The Applicant's visa was mandatorily cancelled under s 501(3A) of the Migration Act 1958 (Cth), after which a delegate decided under s 501CA(4) not to revoke that cancellation. The Applicant then applied to the Tribunal for review of the non-revocation decision.
The Applicant had been charged with stealing tools from the store of his previous boss, Mr Atooi. The Federal Court summarised the subsequent events as follows before the Tribunal:
8 Later, during Mr Holloway's cross-examination, the Deputy President asked for Mr Atooi's phone number. Mr Holloway gave it to him. The Deputy President indicated that his associate would make inquiries to see whether Mr Atooi would be available to be asked some questions. Counsel for the Minister before the Tribunal referred to 'the two day rule that does prevent the Tribunal taking into account information that wasn't provided in advance of the hearing'. This appears to have been a reference to s 500(6H) of the Act, which provides as follows:
(a) an application is made to the Tribunal for a review of a decision under section 501 or a decision under subsection 501CA(4) not to revoke a decision to cancel a visa; and
(b) the decision relates to a person in the migration zone;
the Tribunal must not have regard to any information presented orally in support of the person's case unless the information was set out in a written statement given to the Minister at least 2 business days before the Tribunal holds a hearing (other than a directions hearing) in relation to the decision under review.

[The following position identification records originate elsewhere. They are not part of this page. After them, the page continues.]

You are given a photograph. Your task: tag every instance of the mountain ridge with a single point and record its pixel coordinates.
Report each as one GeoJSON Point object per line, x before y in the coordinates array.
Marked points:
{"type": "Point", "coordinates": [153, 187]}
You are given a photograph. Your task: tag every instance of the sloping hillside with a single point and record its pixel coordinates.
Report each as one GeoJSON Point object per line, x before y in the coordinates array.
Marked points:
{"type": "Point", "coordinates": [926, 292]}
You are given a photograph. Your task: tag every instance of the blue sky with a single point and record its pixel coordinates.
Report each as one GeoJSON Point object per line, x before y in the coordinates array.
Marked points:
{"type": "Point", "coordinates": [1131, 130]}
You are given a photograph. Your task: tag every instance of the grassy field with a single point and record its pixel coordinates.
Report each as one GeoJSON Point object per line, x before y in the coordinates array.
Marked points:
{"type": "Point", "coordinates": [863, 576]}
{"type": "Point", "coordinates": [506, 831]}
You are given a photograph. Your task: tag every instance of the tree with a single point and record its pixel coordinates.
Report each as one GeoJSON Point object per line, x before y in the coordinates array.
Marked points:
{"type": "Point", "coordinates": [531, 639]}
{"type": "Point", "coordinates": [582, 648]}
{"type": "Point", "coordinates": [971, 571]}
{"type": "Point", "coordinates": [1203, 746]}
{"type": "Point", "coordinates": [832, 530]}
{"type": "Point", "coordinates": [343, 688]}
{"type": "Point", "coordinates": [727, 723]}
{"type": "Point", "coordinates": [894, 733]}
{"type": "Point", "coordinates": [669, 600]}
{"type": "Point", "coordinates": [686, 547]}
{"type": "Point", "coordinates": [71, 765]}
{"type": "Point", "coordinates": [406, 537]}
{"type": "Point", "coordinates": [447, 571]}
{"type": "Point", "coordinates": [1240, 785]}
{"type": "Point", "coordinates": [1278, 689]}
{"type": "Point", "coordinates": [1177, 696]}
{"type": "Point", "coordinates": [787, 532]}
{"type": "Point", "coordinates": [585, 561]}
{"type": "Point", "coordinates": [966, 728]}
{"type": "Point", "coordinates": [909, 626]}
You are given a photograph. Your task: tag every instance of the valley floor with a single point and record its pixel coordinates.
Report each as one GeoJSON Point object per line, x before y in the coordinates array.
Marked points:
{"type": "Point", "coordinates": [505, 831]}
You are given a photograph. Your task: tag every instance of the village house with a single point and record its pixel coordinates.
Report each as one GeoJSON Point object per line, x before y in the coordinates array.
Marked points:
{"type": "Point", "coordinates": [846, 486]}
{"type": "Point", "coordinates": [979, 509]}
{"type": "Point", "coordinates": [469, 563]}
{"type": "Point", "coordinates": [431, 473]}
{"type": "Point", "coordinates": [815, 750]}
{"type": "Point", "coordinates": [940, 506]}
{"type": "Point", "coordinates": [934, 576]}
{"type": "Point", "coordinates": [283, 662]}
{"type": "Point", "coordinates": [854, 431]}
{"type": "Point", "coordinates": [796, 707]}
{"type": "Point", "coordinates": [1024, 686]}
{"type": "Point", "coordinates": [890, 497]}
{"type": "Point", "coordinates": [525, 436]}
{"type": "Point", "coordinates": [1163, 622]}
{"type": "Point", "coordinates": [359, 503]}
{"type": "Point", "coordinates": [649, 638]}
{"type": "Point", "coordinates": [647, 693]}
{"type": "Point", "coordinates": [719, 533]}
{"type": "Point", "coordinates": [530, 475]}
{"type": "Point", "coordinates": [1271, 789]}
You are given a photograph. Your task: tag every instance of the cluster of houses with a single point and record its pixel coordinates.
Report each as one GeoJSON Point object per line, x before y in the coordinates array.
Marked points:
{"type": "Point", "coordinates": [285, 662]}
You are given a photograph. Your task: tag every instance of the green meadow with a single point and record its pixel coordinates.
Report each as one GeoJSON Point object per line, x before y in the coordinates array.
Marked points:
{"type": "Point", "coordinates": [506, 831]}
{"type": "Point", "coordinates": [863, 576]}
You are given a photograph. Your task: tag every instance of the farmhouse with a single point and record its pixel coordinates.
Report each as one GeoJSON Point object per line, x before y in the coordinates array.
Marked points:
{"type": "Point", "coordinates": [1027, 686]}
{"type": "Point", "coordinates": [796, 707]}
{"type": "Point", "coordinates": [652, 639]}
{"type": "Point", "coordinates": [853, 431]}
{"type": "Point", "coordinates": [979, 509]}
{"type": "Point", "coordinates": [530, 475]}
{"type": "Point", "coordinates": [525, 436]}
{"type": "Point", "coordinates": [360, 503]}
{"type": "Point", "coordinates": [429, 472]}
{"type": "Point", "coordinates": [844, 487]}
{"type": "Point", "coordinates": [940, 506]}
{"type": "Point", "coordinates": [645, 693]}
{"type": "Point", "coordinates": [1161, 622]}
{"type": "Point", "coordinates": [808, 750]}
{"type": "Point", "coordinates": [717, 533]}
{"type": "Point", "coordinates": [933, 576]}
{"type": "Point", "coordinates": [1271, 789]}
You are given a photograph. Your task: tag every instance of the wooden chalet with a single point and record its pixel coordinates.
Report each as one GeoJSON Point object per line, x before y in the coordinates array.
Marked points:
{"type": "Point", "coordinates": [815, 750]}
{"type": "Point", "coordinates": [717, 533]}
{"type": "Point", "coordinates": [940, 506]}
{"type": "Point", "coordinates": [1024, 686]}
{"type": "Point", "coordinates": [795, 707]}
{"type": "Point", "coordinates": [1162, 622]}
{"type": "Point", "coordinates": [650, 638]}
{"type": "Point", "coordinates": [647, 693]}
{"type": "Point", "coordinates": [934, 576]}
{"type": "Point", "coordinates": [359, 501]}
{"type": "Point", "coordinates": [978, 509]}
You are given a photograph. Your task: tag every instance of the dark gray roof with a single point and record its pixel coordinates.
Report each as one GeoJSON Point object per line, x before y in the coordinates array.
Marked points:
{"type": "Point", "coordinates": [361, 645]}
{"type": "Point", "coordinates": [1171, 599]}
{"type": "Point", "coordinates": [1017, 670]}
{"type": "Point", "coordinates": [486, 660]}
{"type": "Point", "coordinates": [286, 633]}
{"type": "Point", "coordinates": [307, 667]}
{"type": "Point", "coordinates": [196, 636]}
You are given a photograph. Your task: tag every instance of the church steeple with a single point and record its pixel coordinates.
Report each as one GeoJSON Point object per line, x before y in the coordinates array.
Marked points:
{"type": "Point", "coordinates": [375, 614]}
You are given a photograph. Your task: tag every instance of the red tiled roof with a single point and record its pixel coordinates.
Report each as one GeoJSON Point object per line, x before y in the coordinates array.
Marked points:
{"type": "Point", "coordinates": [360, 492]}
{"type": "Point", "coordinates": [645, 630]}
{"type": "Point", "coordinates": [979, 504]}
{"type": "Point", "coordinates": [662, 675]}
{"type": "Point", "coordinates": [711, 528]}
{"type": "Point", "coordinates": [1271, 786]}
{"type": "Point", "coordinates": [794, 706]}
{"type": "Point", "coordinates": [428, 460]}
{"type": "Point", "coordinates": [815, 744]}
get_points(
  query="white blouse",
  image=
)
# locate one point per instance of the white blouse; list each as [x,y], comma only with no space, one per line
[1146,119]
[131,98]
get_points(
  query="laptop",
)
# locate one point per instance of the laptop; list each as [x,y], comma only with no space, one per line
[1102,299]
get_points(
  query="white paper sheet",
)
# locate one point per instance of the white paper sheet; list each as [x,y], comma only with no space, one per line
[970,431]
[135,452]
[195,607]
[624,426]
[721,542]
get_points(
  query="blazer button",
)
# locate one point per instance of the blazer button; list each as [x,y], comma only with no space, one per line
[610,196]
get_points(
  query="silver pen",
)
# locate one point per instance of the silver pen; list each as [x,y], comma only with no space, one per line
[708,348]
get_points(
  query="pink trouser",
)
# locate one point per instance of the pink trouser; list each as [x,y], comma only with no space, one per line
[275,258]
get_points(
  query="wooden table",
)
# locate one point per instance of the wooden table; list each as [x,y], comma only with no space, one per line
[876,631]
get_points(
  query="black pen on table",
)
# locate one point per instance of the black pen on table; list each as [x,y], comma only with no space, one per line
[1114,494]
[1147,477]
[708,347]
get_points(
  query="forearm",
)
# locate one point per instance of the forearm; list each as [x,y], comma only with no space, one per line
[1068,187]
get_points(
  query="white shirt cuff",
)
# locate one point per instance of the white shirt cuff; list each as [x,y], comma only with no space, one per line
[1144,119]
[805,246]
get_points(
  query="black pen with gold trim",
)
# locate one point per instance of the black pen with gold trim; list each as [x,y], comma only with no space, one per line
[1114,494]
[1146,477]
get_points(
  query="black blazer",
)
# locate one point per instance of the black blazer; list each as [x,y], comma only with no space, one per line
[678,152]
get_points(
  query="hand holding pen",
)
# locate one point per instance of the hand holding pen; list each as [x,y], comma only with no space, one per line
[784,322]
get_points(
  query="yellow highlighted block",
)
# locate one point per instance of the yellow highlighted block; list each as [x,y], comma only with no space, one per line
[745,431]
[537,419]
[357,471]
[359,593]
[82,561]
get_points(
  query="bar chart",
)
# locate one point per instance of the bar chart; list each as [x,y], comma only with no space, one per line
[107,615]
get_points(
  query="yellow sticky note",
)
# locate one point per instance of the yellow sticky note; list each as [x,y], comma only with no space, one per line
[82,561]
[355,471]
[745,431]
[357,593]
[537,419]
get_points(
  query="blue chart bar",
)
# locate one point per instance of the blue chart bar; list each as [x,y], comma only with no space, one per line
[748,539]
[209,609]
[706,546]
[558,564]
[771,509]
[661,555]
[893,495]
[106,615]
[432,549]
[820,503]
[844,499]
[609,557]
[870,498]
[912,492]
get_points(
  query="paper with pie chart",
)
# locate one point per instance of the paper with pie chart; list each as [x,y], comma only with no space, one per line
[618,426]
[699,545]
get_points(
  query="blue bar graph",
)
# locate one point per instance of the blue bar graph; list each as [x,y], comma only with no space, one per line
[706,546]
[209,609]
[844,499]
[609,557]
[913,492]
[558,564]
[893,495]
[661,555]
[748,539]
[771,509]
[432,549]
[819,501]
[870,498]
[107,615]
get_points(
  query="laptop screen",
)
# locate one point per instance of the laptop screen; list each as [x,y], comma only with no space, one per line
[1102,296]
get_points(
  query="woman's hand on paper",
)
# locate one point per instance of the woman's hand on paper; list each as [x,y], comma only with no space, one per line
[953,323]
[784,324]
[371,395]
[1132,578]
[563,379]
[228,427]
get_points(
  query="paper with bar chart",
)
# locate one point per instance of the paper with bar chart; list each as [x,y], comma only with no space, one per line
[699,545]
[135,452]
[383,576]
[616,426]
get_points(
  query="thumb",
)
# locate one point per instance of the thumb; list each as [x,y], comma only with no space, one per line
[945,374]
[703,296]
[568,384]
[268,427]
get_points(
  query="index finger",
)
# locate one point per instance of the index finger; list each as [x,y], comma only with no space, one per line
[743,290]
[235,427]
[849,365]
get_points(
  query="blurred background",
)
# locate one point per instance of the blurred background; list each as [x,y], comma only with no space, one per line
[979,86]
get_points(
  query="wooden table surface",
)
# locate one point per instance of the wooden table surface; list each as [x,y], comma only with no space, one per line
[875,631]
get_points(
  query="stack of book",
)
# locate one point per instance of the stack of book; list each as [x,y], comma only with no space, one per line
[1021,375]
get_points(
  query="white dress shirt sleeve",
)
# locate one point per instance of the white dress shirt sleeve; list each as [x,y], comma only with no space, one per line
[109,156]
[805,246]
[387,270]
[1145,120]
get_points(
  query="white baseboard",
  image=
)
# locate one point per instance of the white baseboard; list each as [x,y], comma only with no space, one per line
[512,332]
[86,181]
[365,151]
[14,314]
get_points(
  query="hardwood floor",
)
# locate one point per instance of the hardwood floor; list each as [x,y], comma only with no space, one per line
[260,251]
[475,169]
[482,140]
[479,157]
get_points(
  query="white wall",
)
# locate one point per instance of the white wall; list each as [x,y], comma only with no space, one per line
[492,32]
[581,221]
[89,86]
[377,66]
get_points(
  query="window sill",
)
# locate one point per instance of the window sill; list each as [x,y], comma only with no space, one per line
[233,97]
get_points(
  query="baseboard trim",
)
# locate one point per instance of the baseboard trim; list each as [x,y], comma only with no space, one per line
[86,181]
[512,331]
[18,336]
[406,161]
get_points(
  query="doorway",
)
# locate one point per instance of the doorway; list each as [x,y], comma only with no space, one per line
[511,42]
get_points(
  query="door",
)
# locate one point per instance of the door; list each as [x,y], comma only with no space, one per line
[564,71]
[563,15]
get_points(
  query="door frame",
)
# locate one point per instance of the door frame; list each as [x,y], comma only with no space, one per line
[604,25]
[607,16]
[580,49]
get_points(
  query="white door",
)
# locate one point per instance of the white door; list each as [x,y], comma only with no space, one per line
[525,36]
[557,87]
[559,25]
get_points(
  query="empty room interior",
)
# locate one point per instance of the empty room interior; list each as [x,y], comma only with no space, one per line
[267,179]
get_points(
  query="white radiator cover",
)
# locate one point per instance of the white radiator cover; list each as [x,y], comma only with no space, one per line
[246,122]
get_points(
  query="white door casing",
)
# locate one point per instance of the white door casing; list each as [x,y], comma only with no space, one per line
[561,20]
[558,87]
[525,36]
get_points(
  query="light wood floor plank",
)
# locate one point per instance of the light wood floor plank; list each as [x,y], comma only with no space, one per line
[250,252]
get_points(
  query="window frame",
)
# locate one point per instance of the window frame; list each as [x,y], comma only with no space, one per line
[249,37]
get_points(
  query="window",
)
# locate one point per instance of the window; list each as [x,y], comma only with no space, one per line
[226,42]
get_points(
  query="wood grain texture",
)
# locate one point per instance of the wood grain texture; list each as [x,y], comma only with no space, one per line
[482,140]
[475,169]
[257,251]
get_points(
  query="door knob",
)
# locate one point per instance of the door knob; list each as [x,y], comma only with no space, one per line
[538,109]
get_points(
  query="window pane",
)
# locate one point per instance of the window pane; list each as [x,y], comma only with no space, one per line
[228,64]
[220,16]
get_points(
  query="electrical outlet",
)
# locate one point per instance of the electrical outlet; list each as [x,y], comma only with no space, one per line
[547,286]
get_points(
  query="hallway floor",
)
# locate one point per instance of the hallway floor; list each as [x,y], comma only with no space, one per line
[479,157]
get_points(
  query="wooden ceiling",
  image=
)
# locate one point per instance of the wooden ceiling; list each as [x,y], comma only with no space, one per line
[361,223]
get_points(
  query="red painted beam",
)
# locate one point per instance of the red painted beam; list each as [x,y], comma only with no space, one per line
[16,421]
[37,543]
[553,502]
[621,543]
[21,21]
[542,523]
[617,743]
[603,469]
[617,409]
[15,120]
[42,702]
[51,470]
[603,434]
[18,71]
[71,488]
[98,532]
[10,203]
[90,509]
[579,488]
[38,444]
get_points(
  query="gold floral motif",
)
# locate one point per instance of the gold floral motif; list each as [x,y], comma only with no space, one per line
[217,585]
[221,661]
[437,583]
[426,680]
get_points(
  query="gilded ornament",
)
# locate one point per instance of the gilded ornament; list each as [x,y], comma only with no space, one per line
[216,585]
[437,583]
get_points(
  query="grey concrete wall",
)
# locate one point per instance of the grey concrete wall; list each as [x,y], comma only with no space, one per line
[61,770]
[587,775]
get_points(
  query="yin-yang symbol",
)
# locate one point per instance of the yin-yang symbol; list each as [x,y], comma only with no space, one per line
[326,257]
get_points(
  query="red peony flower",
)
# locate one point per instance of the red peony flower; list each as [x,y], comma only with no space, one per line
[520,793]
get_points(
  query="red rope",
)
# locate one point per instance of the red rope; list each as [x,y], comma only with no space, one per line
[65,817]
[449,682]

9 Counsel for the Minister described the effect of the section to the Tribunal as follows:
The tribunal must not have regard to any oral information submitted in support of an applicant's case unless the information was given to the minister in writing at least two business days before the hearing.
10 In response to that, the Deputy President said, 'All right. Well there's probably not much point ringing Mr Passan [sic] then. I wasn't aware of that particular provision of the Migration Act'.
One thing I've got to ask, Deputy President, is my daughter has just contacted me, and she asked if she - if you wanted to speak to her?'
Mr Holloway's uncontested evidence in this court is that the daughter he was referring to was his eldest daughter, whom I will call K. She was at that time 15 years of age.
12 The Deputy President who was conducting the hearing replied:
No, unfortunately because of the provisions of legislation I can't take into account anything that - of which there hasn't been 48 hours' notice in writing.
Some of the questions to the Federal Court (FCA) were as follows:
Question 1: Can it be said that, although the Tribunal would not have been entirely acting of its own initiative if it accepted K's invitation conveyed by the Applicant to speak to the Tribunal, the information that would have been given by K would not have been presented "in support of the [Applicant's] case", as it would rather have been presented as a result of the Tribunal eliciting information from K?
Question 2: In discharging its burden of proof concerning the materiality of an error of an administrative decision-maker to the decision in question, does a judicial review application have to establish on the balance of probabilities that that decision maker would have a different decision had it not made that error?
Question 3: Can it be said that, although the "factual content of what K could have said was not greatly different from evidence which [the Applicant] had himself given", there was "a real chance that hearing about that from K herself, in her own words, could have impressed the Tribunal with a greater appreciation of the weight to be placed on the interests of the children than it in fact took away from the evidence of the" Applicant, with the result that the Tribunal's erroneous interpretation of s 500(6H) was material to its decision? In other words, can it be said that, when the administrative finding in question calls for non-binary (i.e. balancing) exercise, so does the materiality test of an error made in that finding?
Question 4: If the answer to Question 3, is it for the court itself to weigh up the different factors that could or should have been considered by the administrative decision-maker?